Taking US officials at their word, Iraq has embraced its sovereignty. Al-Maliki exercised it in October when he contradicted US officials who said the Iraqi government had agreed to a timetable for security measures.
He exercised it again in November when he ordered US forces to abandon checkpoints and roadblocks they had set up in Baghdad to look for a missing US soldier. He did it one more time in the last days of last year, when he ignored US requests that Saddam Hussein's execution be delayed until legal issues were cleared up.
The tension between US will and Iraqi action -- or inaction -- has been escalating ever since the US transferred sovereignty back to Iraq in 2004.
That has left the US facing a paradox. An assertive Iraqi government, responsible for security and for running the country, is needed if US troops are ever going to be able to hand over control to Iraqi soldiers and leave. But an assertive Iraqi government may not always do what it is told, which could result in a US script that the Iraqis refuse to follow.
Part of the problem is uncertainty that US and Iraqi leaders even have the same objectives. The Bush administration favors reconciliation, in the form of an Iraqi government representative of the country's major ethnic and religious groups: Shiites, Sunni Arabs and Kurds.

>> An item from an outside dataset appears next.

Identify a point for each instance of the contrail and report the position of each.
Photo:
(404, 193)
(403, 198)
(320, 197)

But the heavy-handed approach taken by al-Maliki's Shiite-dominated government toward Saddam's execution has raised questions about its commitment to reconciliation, some experts say.

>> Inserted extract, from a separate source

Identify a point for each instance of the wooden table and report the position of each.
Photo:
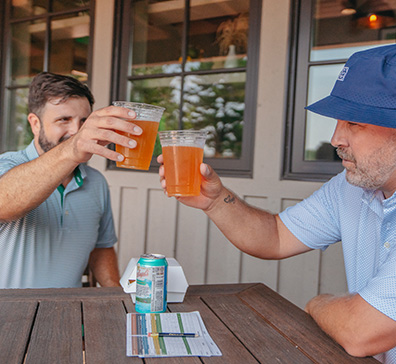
(250, 323)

Brian Katulis, director of democracy and public diplomacy with the Center for US Progress, a research and advocacy group, said that he could not reconcile al-Maliki's approach, which caused outrage among Iraq's Sunnis, "with his stated expression in favor of national unity."

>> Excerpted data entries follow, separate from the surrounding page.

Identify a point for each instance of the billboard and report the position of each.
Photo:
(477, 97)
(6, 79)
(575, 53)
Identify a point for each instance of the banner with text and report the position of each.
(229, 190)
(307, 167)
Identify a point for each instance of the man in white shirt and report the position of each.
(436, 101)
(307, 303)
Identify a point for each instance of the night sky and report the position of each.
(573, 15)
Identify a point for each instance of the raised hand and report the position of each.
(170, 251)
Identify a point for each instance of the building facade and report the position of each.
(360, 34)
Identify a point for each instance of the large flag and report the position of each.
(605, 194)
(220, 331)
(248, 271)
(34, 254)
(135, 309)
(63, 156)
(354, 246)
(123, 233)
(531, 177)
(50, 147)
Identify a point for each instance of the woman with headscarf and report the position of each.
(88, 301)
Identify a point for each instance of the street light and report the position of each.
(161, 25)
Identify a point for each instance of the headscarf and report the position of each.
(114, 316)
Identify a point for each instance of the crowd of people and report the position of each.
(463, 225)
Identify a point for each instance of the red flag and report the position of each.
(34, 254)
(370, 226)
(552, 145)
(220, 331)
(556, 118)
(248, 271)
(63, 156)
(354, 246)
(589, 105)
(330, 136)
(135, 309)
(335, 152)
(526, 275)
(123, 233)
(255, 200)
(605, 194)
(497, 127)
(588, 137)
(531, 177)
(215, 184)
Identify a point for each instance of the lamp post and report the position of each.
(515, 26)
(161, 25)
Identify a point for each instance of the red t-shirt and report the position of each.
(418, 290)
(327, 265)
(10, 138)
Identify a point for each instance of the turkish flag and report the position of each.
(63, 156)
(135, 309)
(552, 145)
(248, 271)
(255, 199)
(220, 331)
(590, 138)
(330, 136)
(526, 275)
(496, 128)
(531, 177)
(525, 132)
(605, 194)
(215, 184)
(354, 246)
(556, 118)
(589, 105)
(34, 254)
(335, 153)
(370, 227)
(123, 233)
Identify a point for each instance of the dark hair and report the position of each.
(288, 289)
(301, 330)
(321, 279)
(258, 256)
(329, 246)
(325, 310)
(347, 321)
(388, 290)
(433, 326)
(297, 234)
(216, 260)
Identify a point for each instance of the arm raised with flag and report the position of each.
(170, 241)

Bush's new Iraq strategy also calls on al-Maliki to complement an expected US troop increase with an increase in Iraqi troops. But already, administration officials acknowledge that doubts remain about whether the promised Iraqi force, to be made up of Kurdish pesh merga militia units from northern Iraq, will actually show up in Baghdad committed to quelling sectarian fighting.
The US has requested more Iraqi troops in the past and then been disappointed.
Last summer, US military commanders asked for six Iraqi battalions, as part of an effort aimed at quelling violence in Baghdad.
But that effort foundered when the US and Iraqi authorities failed to marshal sufficient forces to hold neighborhoods after they were cleared of insurgents and militias.
"I do think it's a very serious problem in Iraq, because so much of what we need done depends on the Iraqis," said Daniel Serwer, the former diplomat who served as executive director of the bipartisan Iraq Study Group.
To be sure, the US is not without significant leverage -- 140,000 US troops -- to prod Iraqi leaders to dance to the US tune.
Zalmay Khalilzad, the outgoing US ambassador to Iraq, has often sought to warn Iraq's leaders that US support is not unlimited. But that effort has not had much resonance, Iraq experts say, in part because Bush has repeatedly assured the Iraqi leadership that the US will not desert Iraq.
"We're totally going to have to start being a little more arbitrary," Pollack of the Brookings Institution said. "We hand them back sovereignty, and now we continue to live by that charade."
He said that with the exception of the radical anti-US cleric Moqtada al-Sadr, most of the Shiite militia leaders do not want to see the US pull out of Iraq, and that the US should try to use that sentiment as a lever to push its agenda.
Certainly, the Bush administration could have forced the issue of Saddam's execution, to delay it; he was, after all, in US custody, and it was an US unit that turned him over to Iraqi officials in the early hours of Dec. 30.
"My guess is if we really wanted to delay the execution of Saddam, we could have done it," said Serwer, who is also a vice president at the US Institute of Peace.
But, Serwer said, "you can't do that every day," or US officials would undercut their own protestations that Iraq is sovereign.